= Double beat valve =

Type of poppet valve

The double-beat valve, drop valve or equilibrium valve is a type of poppet valve arranged to allow it to be opened against a high pressure with a minimum of force. One of its uses is in steam engines to admit steam to the cylinders and to release the exhaust. In stationary steam engines it is usually operated by trip valve gear while in railway locomotives a valve gear such as Caprotti is used.

==Hornblower's valve==
It was invented around 1800 by Jonathan Hornblower. His valve is in the form of a hollow cylinder provided with two seats of nearly equal diameter, at A and B in the diagram. The cylinder is connected to the actuating rod by a web. The force required to lift the valve depends on the difference between diameters D and d: the smaller this difference can be made, the less the force necessary to open the valve. In Hornblower's valve, the steam flows past seat B only. In later developments of the valve, the central portion is waisted so that the flow can pass at A as well, so increasing the valve opening area for the same amount of lift.

==Cornish valve==
In the early nineteenth century the double beat valve was known as the Cornish Valve, a synonym that persisted until the early 20th century.

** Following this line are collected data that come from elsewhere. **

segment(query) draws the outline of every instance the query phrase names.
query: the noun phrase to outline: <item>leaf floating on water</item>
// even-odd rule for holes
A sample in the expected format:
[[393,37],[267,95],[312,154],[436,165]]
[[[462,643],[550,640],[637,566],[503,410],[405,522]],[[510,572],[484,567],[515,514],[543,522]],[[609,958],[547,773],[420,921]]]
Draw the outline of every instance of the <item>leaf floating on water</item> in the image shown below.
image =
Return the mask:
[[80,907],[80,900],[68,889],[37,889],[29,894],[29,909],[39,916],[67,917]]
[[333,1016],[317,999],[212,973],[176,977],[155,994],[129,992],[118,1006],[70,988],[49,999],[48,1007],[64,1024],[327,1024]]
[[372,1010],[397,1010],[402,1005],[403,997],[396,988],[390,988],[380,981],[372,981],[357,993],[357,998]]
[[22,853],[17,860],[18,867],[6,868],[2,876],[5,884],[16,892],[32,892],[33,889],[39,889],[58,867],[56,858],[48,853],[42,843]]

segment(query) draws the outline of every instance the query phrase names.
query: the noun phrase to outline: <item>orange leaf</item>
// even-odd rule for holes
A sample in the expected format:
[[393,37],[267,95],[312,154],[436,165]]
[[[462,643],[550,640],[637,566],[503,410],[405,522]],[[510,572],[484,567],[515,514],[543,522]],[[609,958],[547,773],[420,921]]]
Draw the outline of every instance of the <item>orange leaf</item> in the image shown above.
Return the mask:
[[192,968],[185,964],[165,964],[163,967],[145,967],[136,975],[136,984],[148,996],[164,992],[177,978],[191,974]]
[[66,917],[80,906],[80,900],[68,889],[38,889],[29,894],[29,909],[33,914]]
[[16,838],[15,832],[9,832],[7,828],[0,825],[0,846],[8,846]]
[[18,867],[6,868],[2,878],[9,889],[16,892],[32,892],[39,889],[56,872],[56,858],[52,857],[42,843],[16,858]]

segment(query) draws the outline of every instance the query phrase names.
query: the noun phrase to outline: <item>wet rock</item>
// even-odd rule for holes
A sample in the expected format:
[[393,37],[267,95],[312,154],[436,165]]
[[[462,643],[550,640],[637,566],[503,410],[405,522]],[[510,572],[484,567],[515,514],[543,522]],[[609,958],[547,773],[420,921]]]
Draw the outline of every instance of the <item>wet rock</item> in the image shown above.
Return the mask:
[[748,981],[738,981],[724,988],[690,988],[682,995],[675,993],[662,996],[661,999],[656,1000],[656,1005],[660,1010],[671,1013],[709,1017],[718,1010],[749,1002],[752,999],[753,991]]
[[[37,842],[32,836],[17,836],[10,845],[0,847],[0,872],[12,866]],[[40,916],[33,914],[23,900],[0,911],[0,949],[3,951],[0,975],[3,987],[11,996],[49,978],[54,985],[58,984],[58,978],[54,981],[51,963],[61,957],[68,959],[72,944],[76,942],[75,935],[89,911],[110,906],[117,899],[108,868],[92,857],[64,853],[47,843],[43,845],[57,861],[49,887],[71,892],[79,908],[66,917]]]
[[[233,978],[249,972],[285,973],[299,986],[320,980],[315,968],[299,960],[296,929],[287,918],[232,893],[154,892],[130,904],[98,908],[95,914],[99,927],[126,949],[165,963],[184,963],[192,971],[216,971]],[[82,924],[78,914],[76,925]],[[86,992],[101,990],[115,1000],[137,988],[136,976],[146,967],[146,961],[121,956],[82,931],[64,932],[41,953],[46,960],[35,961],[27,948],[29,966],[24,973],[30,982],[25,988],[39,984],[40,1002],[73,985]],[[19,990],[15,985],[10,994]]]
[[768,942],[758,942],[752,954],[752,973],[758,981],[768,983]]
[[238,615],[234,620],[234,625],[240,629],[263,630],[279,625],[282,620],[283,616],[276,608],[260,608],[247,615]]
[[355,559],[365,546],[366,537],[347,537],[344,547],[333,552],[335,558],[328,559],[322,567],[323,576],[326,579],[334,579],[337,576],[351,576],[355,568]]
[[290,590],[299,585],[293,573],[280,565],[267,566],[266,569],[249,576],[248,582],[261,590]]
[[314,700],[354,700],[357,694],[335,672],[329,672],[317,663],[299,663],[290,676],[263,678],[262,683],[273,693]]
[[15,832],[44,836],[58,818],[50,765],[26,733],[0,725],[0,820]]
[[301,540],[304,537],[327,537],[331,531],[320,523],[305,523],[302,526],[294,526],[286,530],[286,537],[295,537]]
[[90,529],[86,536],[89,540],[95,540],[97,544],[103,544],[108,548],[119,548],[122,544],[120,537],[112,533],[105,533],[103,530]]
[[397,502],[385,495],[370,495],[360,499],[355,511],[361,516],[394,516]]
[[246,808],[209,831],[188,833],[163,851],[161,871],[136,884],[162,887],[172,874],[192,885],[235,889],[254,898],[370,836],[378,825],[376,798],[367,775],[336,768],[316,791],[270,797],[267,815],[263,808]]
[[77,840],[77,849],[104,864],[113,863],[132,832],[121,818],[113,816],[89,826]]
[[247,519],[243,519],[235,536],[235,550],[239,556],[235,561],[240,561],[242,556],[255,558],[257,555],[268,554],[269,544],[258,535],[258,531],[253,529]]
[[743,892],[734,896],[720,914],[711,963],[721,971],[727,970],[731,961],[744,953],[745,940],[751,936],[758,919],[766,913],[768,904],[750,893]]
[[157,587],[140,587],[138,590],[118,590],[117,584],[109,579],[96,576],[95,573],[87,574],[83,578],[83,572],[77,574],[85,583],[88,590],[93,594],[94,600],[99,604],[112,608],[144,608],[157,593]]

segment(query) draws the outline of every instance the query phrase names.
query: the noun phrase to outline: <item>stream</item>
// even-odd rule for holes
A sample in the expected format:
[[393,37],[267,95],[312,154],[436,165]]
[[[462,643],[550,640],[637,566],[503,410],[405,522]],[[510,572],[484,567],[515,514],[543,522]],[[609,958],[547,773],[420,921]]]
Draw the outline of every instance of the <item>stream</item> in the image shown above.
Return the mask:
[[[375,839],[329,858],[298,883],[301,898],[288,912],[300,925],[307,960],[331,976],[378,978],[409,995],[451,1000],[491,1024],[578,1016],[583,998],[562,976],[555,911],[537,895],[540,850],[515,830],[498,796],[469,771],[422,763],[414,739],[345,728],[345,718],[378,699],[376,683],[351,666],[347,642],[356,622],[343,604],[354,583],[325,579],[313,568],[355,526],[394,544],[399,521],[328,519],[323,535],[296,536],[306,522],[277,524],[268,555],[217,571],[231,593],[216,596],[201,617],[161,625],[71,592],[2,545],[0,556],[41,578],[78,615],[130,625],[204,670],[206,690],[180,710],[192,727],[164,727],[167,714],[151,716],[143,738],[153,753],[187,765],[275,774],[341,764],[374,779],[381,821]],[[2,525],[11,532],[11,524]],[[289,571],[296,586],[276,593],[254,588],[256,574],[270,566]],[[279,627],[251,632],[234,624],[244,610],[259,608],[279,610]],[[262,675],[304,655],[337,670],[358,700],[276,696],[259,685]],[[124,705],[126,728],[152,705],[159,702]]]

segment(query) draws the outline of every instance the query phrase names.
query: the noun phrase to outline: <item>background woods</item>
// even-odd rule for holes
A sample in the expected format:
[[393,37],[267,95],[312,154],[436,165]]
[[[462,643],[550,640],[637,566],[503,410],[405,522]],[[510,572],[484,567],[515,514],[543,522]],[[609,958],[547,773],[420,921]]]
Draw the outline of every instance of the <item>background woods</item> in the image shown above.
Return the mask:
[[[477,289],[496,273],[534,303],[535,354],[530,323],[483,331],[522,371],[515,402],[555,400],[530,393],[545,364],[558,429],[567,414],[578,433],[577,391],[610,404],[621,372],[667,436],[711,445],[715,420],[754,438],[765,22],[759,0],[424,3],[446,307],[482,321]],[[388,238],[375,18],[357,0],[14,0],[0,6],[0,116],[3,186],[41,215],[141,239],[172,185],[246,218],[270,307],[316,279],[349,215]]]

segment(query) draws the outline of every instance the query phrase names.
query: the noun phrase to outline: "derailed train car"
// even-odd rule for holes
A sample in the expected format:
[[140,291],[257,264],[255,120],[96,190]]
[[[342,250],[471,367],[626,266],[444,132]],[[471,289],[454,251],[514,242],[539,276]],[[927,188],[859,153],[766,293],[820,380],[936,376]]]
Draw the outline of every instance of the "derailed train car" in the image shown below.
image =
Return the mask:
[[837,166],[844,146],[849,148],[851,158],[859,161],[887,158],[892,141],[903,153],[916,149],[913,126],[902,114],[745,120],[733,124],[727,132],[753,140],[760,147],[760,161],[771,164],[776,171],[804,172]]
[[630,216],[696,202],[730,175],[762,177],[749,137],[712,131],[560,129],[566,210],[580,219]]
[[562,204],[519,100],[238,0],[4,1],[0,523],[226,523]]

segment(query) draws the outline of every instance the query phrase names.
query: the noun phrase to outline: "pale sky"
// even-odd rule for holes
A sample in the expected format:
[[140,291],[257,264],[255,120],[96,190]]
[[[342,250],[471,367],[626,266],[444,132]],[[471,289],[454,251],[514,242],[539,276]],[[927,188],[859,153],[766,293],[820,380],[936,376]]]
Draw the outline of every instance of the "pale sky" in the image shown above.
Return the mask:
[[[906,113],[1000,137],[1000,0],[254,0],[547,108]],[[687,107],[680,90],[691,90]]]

The Cornish valve gear, as used on early beam engines, was invented by Murdock, an assistant of James Watt, in 1820.

==Valve gears==
Double-beat poppet valves became widely used during the nineteenth century. Francis Stevens invented the Stevens valve gear, a double beat poppet valve, in 1839. It was used throughout the nineteenth century and in the early years of the 20th, on side-wheel paddle steamer engines, including the grasshopper engine, in the United States. The Lentz gear, of German origin, was first applied in Germany in 1899 where it became widespread, and was subsequently also manufactured in the United States. The Putnam engine, a high pressure variable cut-off steam engine built by Putnam Machinery Co. in the United States, featured four double beat poppet valves operated from a single camshaft.